There's some frantic knitting that I haven't photographed yet. I desperately want to cast on for another, simpler shawl, but I NEED sweaters. It's cold here. I can knit sweaters, I am a reasoning, reasonably intelligent adult. I can do this. I just have to start. So I started. I've got gauge and have done about 2" of the sleeves (two at once, magic loop) for Autumn Rose (link chosen at random from the many). Ravelry has proven its use once again: someone roughly my bust size has confirmed that the 37" will fit nicely with an inch of negative ease. So, be bold, be bold... but not too bold. I must check my gauge regularly!
And more spinning, on the spindle this time.
some of which I sampled (the colour's more accurate below):
Top, Andean 2-ply; bottom, the singles. This is most of one of four Mermaid batts from Squoosh. Two or three blue/green wools carded with white silk, the exact colours of a small bay with a white shell-sand beach on the west coast of Scotland... and in my memory. I am trying to spin a soft singles that is consistently thicker than the thin one my hands want to make, which is difficult. I read recently that once you've got the hang of spinning it's easier to spin thin than thick, and I believe it. Periodically there's a little lump of wool that won't draft and passes into the singles to become a textured heathery lump in the yarn, easily seen in the 2-ply sample.
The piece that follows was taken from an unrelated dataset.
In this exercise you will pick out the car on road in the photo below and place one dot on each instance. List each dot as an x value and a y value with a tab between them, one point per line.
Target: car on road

Question is, what am I going to do with this? 'Soft' is successful: this is a lovely squozeable yarn, far too soft for socks (my first thought). The heathery 2-ply would be a good sweater fabric, but there won't be enough for that. It's 4.75 oz of fibre. I could knit a comfort shawl with it, something like the Wool Peddler's Shawl would work well. I could save it to combine with something else. I think (what do you think?) I'd be justified in using the singles for lace; the lumps just seem to add character if I use a relatively simple textured stitch such as fir cone. Gah. I'm astonished at how annoyed and frustrated I am, just because I don't know what to do with this pretty yarn. That's not what spinning is for!
Other frantic things you can't see because I won't show them. nyah, nyah. Such as the pile of stuff to be thrown away. I find that when I am truly stressed I still procrastinate, but in ways that reveal the depths of my desperation. I clear shelves, I throw masses of stuff away, hoping perhaps to find some spare time at the bottom of that box of archive images cut from magazines in the days before the internet put entire image libraries at my fingertips. I acknowledge I'm never going to have more than a passing interest in calligraphy, so those photocopied samples of fabulous handwriting can be recycled. My notes for the 'Become Addicted to Landscape History through Hedgerow Dating' courses I taught 10 years ago are surplus to requirements: the space is needed for my fibre stash. I haven't found a cache of spare time (why didn't I put some aside when I was 11 and bored during the endless hot summer holiday?) but I do feel a little lighter and more cheerful as I acknowledge that there are many things I once did that no longer interest me, and others I planned to do that are unlikely to be as absorbing as the many challenges and friends I've found in fibre.